The numbers are collected by medical examiner districts. District 5 includes Hernando, Citrus, Lake, Marion and Sumter counties. Significant numbers for District 5 include:

Thirty-four people died with alprazolam in their system, and the medical examiner identified alprazolam as the cause of death in 21 of those cases.

Of the 37 total deaths with oxycodone reported, the prescription drug caused 16 of those deaths.

Cocaine caused 15 deaths in the first half of 2012, though 29 people had the drug in their system at the time of death.

One person died from heroin during the period studied.

The report said heroin has stayed the course as the most “lethal” drug and that the drugs that caused the most deaths during the first six months of 2012 were benzodiazepines, such as alprazolam; oxycodone; ethyl alcohol; methadone; and cocaine.

In a press release, Gov.

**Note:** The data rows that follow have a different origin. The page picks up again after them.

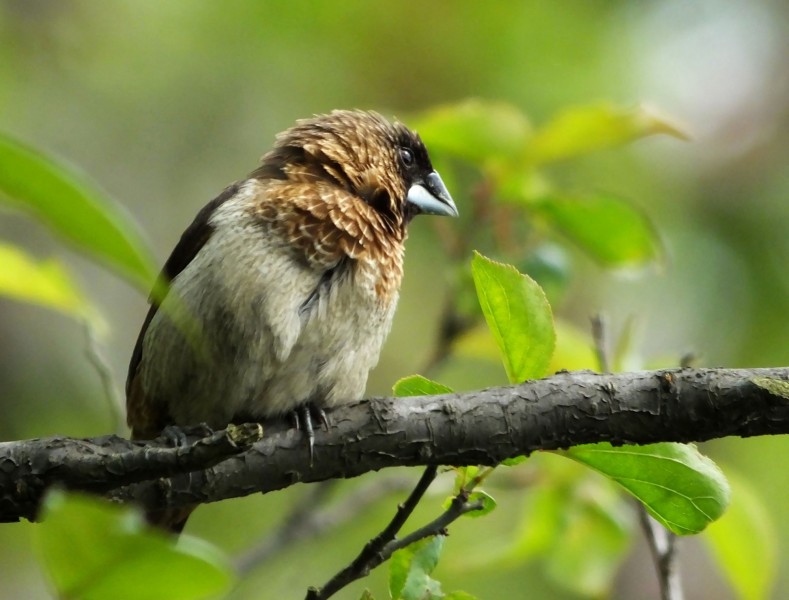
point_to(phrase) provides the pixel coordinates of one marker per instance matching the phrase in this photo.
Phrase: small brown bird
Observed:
(292, 276)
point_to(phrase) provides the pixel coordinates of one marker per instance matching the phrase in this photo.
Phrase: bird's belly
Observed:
(329, 363)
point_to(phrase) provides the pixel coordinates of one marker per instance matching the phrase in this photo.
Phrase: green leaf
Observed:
(95, 550)
(586, 129)
(45, 283)
(488, 503)
(777, 387)
(590, 546)
(75, 208)
(458, 595)
(681, 488)
(746, 525)
(519, 316)
(474, 130)
(410, 569)
(610, 230)
(573, 349)
(416, 385)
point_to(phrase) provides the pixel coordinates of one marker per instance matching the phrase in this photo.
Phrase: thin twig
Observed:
(662, 546)
(362, 564)
(96, 358)
(598, 337)
(459, 507)
(307, 520)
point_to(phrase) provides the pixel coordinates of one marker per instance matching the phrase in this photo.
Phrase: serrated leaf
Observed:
(46, 283)
(75, 209)
(416, 385)
(519, 316)
(95, 550)
(410, 569)
(747, 524)
(681, 488)
(474, 130)
(587, 129)
(610, 230)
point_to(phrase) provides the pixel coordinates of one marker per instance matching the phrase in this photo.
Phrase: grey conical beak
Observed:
(431, 197)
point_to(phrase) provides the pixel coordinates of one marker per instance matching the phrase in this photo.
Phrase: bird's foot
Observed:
(303, 418)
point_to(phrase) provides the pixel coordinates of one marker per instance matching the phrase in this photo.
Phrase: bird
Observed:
(279, 295)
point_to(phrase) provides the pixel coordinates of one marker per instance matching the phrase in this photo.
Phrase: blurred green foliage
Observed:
(164, 104)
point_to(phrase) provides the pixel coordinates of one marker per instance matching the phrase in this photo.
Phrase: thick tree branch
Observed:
(481, 427)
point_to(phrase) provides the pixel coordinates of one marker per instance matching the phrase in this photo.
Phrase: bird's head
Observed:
(386, 164)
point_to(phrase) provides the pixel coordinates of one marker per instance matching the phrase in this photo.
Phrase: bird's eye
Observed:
(407, 157)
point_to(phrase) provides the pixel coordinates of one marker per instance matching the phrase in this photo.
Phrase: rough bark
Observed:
(479, 427)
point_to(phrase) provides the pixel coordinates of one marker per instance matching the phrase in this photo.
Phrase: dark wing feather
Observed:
(192, 240)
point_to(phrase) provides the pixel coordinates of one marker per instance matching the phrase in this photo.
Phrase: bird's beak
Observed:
(431, 197)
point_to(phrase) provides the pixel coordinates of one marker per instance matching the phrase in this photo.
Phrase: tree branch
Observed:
(480, 428)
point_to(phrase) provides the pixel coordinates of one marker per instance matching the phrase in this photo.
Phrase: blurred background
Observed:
(165, 103)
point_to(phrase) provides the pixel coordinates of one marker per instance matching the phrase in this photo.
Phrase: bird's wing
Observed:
(192, 240)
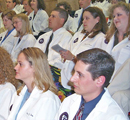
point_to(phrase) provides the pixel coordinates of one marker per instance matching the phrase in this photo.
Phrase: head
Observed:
(3, 6)
(64, 5)
(120, 19)
(27, 5)
(33, 65)
(7, 17)
(38, 4)
(10, 4)
(94, 20)
(84, 3)
(7, 72)
(21, 24)
(116, 1)
(57, 18)
(93, 71)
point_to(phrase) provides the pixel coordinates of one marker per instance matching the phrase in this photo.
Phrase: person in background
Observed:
(7, 37)
(8, 83)
(38, 18)
(11, 5)
(119, 88)
(78, 16)
(67, 7)
(27, 7)
(58, 35)
(37, 99)
(3, 7)
(118, 35)
(91, 100)
(24, 37)
(92, 36)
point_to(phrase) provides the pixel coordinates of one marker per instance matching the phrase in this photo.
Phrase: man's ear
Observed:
(100, 81)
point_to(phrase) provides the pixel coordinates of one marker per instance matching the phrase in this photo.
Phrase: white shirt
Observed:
(77, 46)
(40, 21)
(106, 109)
(27, 40)
(39, 106)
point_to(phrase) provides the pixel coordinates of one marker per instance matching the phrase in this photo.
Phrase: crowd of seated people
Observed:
(42, 52)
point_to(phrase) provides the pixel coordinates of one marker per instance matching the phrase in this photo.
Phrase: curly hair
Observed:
(7, 72)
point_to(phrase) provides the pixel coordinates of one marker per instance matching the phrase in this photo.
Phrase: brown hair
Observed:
(112, 29)
(7, 73)
(43, 77)
(101, 26)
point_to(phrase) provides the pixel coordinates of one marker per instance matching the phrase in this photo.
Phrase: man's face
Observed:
(55, 22)
(10, 4)
(84, 3)
(83, 81)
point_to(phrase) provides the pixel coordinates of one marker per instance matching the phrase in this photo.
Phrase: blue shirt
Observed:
(89, 106)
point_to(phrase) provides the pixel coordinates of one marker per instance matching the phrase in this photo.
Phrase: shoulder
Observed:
(8, 87)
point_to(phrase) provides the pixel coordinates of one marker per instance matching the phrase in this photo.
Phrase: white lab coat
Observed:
(120, 52)
(75, 22)
(61, 37)
(106, 109)
(40, 22)
(8, 43)
(27, 40)
(6, 92)
(119, 88)
(39, 106)
(77, 46)
(19, 8)
(1, 21)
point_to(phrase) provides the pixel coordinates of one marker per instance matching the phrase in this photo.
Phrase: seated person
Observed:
(36, 100)
(91, 100)
(119, 87)
(8, 83)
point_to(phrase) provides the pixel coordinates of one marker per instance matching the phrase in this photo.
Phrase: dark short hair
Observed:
(66, 5)
(62, 13)
(100, 63)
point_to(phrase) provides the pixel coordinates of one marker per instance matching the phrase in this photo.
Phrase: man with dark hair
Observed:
(91, 100)
(58, 35)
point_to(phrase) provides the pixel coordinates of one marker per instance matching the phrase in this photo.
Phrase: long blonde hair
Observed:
(113, 29)
(43, 77)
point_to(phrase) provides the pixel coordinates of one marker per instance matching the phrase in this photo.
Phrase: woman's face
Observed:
(34, 4)
(24, 71)
(89, 21)
(8, 24)
(26, 5)
(120, 19)
(17, 24)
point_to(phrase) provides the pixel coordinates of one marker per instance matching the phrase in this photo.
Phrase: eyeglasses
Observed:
(16, 22)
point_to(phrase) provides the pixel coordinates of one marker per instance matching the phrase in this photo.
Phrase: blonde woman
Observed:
(8, 83)
(37, 100)
(24, 37)
(7, 37)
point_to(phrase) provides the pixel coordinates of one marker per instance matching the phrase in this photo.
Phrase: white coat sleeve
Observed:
(5, 100)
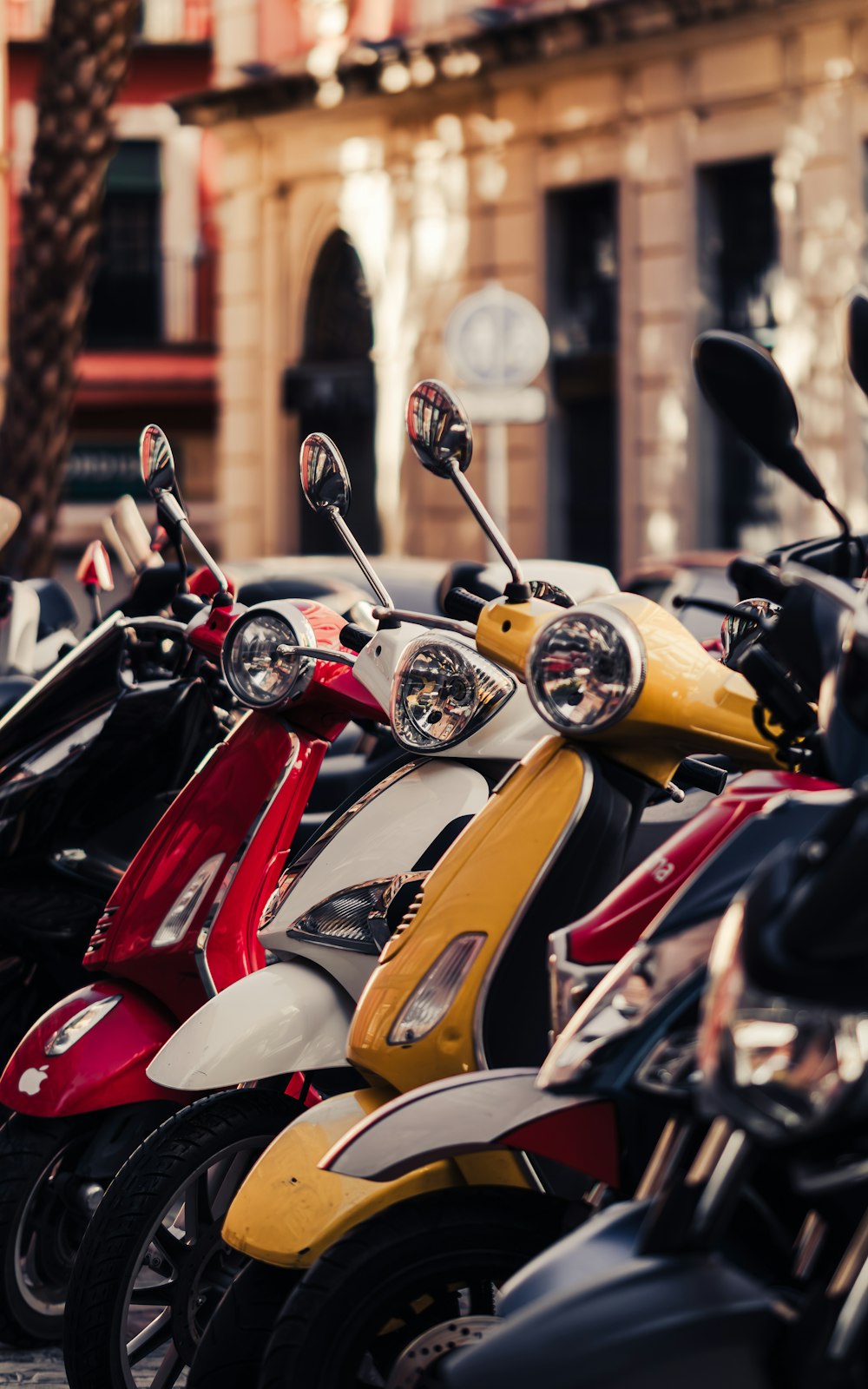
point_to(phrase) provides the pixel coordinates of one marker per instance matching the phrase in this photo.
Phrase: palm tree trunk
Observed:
(87, 57)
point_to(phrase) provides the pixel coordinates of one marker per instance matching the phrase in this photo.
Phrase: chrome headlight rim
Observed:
(629, 635)
(299, 632)
(502, 688)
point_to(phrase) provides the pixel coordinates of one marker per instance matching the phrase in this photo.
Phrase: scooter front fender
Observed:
(288, 1017)
(485, 1109)
(653, 1323)
(288, 1210)
(103, 1069)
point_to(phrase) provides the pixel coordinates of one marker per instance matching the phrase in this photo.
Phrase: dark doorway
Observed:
(333, 389)
(583, 492)
(127, 299)
(738, 257)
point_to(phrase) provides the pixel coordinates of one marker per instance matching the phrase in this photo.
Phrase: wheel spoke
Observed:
(196, 1215)
(156, 1333)
(224, 1185)
(155, 1295)
(168, 1372)
(168, 1245)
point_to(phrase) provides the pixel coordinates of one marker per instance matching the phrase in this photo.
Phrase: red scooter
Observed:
(180, 927)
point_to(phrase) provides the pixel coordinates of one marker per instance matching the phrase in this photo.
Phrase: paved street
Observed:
(32, 1367)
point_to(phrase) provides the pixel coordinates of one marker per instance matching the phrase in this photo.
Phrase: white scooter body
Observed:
(277, 1021)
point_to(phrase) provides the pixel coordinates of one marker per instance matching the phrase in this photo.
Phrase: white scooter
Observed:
(465, 722)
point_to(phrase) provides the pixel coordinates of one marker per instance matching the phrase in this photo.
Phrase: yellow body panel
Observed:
(478, 886)
(288, 1210)
(689, 701)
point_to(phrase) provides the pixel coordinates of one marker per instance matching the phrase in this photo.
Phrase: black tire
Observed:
(229, 1354)
(210, 1143)
(424, 1267)
(41, 1227)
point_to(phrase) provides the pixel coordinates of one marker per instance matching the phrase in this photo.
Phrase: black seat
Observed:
(11, 689)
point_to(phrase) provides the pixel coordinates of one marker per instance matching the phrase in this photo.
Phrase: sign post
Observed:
(499, 342)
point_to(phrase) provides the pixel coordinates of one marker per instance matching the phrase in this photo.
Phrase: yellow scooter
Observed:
(462, 984)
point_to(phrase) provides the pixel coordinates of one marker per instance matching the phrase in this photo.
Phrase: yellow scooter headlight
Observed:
(585, 668)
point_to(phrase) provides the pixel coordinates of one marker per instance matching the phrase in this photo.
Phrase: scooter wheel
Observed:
(41, 1224)
(231, 1349)
(404, 1288)
(153, 1267)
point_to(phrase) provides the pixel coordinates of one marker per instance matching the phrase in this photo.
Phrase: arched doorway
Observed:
(332, 389)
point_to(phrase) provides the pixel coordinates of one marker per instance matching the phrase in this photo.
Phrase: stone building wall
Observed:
(442, 189)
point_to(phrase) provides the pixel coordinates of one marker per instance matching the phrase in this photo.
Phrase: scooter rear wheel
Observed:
(152, 1267)
(403, 1288)
(41, 1224)
(233, 1345)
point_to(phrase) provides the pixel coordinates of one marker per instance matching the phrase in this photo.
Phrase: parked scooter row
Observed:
(404, 948)
(460, 986)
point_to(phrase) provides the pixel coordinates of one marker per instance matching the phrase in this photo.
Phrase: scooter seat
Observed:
(11, 689)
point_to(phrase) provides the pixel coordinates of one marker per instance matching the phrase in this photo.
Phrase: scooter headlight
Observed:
(779, 1067)
(260, 663)
(585, 668)
(444, 692)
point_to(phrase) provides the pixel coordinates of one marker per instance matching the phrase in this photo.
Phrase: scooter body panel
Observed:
(388, 835)
(485, 1109)
(289, 1017)
(103, 1069)
(289, 1212)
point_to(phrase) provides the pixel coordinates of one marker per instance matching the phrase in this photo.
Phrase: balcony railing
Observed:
(163, 21)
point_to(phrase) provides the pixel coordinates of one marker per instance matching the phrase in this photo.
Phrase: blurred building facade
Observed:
(150, 338)
(639, 170)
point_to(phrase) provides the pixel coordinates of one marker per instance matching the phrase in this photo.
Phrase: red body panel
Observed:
(243, 803)
(115, 1050)
(615, 927)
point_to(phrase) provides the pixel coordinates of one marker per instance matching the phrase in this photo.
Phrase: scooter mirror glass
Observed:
(156, 460)
(745, 385)
(10, 516)
(324, 476)
(439, 428)
(858, 339)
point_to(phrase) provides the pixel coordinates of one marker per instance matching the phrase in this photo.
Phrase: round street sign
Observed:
(496, 339)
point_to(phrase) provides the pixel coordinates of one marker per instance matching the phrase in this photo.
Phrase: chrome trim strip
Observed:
(201, 939)
(578, 810)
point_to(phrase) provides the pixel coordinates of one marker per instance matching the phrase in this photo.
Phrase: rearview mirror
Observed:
(439, 430)
(156, 460)
(745, 385)
(95, 569)
(324, 476)
(858, 339)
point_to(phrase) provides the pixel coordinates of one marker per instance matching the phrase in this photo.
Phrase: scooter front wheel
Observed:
(42, 1222)
(153, 1267)
(404, 1288)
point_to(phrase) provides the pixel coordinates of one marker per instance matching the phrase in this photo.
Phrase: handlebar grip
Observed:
(694, 773)
(463, 606)
(354, 636)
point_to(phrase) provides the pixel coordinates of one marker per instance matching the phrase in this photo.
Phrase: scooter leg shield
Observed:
(289, 1017)
(113, 1032)
(289, 1210)
(650, 1324)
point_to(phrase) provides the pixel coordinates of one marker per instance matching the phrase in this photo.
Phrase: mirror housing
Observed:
(95, 569)
(439, 430)
(156, 462)
(746, 388)
(324, 476)
(858, 339)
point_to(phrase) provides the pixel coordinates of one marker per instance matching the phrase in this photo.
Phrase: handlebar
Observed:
(463, 606)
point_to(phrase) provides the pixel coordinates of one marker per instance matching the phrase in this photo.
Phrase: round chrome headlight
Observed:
(260, 664)
(585, 668)
(444, 692)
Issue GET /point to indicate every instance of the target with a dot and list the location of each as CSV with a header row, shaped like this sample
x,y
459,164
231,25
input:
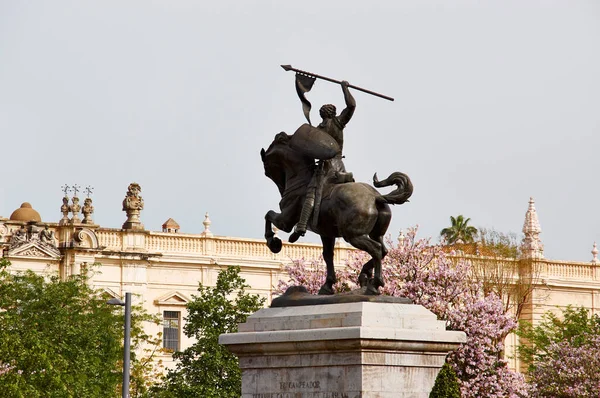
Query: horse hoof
x,y
363,279
275,244
378,282
326,290
372,290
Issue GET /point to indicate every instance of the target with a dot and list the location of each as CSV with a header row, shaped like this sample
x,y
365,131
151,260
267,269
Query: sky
x,y
495,101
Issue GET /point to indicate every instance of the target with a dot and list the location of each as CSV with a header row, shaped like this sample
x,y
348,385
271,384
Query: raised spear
x,y
364,90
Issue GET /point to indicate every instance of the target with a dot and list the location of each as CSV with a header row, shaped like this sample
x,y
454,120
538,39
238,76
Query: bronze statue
x,y
339,207
331,169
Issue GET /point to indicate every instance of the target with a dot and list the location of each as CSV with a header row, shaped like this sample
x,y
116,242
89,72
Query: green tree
x,y
59,338
446,384
459,231
563,353
207,369
574,325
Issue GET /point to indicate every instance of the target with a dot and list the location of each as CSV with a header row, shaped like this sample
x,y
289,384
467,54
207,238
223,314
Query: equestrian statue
x,y
318,194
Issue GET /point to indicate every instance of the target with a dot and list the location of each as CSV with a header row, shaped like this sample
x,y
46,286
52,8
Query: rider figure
x,y
334,168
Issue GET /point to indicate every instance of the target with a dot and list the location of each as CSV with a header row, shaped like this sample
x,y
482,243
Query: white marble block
x,y
350,350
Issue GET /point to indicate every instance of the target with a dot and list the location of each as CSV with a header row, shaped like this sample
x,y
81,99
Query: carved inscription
x,y
304,395
303,389
299,385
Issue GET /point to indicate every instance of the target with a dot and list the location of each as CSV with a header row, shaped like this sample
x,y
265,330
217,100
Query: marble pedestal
x,y
351,350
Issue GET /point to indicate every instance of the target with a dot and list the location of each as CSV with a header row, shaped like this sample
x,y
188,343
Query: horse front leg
x,y
366,273
328,245
273,242
364,242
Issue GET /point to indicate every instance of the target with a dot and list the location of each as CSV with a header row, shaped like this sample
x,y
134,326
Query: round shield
x,y
314,143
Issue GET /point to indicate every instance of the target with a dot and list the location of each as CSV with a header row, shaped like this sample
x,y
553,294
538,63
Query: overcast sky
x,y
496,101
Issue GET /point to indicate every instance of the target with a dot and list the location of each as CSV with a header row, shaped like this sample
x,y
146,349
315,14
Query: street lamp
x,y
126,340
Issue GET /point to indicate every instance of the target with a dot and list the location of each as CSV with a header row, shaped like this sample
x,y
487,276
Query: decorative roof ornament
x,y
75,207
64,208
207,223
532,245
401,238
88,209
132,205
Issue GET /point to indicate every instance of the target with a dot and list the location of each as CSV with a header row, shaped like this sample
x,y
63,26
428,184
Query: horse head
x,y
274,158
285,166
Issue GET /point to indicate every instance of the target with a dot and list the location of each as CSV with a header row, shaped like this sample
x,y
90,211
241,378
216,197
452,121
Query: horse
x,y
354,211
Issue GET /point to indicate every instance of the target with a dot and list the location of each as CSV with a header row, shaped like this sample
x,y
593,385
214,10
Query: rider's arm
x,y
347,113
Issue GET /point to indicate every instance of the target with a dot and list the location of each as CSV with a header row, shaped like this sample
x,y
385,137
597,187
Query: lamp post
x,y
126,340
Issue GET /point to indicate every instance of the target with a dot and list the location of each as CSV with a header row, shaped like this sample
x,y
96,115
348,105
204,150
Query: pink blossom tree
x,y
416,269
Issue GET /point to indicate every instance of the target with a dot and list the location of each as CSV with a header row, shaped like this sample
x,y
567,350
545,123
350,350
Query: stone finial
x,y
64,209
207,223
132,205
74,208
87,211
532,245
401,238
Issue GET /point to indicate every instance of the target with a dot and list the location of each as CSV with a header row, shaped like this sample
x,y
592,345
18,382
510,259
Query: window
x,y
171,330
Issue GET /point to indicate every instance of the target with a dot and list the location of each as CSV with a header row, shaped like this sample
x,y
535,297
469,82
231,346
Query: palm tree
x,y
459,232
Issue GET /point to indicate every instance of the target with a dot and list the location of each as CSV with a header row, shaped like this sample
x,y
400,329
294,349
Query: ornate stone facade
x,y
132,205
163,269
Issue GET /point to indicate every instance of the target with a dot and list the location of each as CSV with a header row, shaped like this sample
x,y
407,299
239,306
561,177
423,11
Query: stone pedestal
x,y
351,350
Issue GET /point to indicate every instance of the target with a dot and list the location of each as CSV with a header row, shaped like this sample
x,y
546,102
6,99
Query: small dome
x,y
25,213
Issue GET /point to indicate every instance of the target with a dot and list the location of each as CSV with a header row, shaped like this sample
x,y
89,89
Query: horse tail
x,y
400,194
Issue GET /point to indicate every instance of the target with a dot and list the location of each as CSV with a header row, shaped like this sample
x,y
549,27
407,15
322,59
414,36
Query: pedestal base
x,y
350,350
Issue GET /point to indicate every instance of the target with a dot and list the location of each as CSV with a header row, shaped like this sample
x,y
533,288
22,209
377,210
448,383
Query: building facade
x,y
163,269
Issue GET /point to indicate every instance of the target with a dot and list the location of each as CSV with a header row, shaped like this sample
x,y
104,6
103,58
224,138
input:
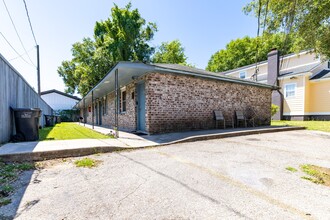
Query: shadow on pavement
x,y
10,211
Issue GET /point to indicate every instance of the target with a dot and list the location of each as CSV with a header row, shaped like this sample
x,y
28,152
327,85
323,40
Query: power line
x,y
20,56
17,32
27,13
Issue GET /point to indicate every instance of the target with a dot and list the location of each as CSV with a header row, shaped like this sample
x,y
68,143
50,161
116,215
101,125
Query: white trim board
x,y
305,114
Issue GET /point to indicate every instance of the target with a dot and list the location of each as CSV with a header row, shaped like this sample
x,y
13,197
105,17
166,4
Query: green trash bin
x,y
27,123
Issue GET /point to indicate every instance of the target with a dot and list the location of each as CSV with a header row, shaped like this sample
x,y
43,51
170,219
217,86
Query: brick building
x,y
157,98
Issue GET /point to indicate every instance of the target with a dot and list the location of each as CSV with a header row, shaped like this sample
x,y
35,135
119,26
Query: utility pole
x,y
38,71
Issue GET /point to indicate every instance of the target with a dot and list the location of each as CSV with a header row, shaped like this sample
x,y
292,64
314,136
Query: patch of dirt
x,y
51,163
321,174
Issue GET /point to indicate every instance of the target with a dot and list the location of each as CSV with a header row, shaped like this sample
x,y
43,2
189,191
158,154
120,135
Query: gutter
x,y
251,83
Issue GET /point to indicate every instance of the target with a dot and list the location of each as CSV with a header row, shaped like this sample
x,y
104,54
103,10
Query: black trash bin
x,y
27,123
49,120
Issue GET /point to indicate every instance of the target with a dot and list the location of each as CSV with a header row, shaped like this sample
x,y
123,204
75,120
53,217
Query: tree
x,y
122,37
247,50
170,52
307,21
126,35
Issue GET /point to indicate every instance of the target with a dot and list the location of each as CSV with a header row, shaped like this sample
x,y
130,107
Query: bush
x,y
274,109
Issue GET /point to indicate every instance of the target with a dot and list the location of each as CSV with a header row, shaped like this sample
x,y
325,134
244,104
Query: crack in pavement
x,y
240,185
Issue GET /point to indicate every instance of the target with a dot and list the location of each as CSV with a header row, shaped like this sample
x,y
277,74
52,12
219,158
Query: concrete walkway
x,y
41,150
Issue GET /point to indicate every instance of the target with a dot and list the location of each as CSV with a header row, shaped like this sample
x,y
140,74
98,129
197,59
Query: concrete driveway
x,y
233,178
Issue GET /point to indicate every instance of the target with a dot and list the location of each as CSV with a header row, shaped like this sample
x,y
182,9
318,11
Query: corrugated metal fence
x,y
17,93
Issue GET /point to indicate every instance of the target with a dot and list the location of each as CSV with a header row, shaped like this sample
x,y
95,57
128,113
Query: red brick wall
x,y
178,103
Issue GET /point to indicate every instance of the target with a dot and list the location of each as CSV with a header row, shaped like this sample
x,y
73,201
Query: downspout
x,y
116,104
92,109
84,112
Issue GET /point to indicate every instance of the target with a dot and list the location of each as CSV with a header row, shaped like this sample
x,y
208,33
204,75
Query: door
x,y
141,107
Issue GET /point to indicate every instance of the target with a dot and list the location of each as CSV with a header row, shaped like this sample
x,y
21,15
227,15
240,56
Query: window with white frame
x,y
105,105
290,90
123,100
242,75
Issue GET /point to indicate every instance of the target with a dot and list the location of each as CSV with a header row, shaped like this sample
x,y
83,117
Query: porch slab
x,y
42,150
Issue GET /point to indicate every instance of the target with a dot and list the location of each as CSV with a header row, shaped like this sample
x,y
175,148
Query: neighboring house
x,y
59,100
157,98
16,92
304,80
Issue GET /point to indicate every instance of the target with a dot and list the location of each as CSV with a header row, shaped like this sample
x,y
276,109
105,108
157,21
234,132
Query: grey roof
x,y
299,69
259,63
244,67
61,93
324,74
206,74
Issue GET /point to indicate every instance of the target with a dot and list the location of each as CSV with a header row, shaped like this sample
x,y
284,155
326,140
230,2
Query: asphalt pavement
x,y
234,178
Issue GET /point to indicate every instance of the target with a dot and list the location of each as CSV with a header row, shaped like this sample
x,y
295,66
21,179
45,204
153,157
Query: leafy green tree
x,y
308,21
122,37
126,35
247,50
170,52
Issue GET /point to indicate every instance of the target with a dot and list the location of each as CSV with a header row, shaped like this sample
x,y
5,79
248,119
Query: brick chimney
x,y
272,79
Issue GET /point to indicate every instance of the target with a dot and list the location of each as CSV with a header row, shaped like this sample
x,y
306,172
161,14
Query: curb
x,y
233,134
77,152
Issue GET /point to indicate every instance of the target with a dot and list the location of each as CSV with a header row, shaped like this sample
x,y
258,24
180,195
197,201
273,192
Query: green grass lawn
x,y
67,131
310,125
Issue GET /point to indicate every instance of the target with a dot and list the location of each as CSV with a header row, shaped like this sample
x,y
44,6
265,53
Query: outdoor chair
x,y
239,116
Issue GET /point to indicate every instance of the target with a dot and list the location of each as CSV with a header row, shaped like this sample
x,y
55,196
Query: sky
x,y
203,27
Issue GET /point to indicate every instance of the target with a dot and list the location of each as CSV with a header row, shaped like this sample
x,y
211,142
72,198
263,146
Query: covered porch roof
x,y
129,71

Rick Scott said the “news that deaths related to oxycodone abuse are down by 29 percent means our work to fight prescription drug abuse is working.”

“Two years ago, Florida was home to 90 of the top 100 oxycodone purchasing physicians on a nationwide list, and today Florida isn’t on that list,” Scott said.

FDLE Commissioner Gerald Bailey said that though prescription drug abuse remains a problem in the state, Florida has become a “national role model for both enforcement and regulation.”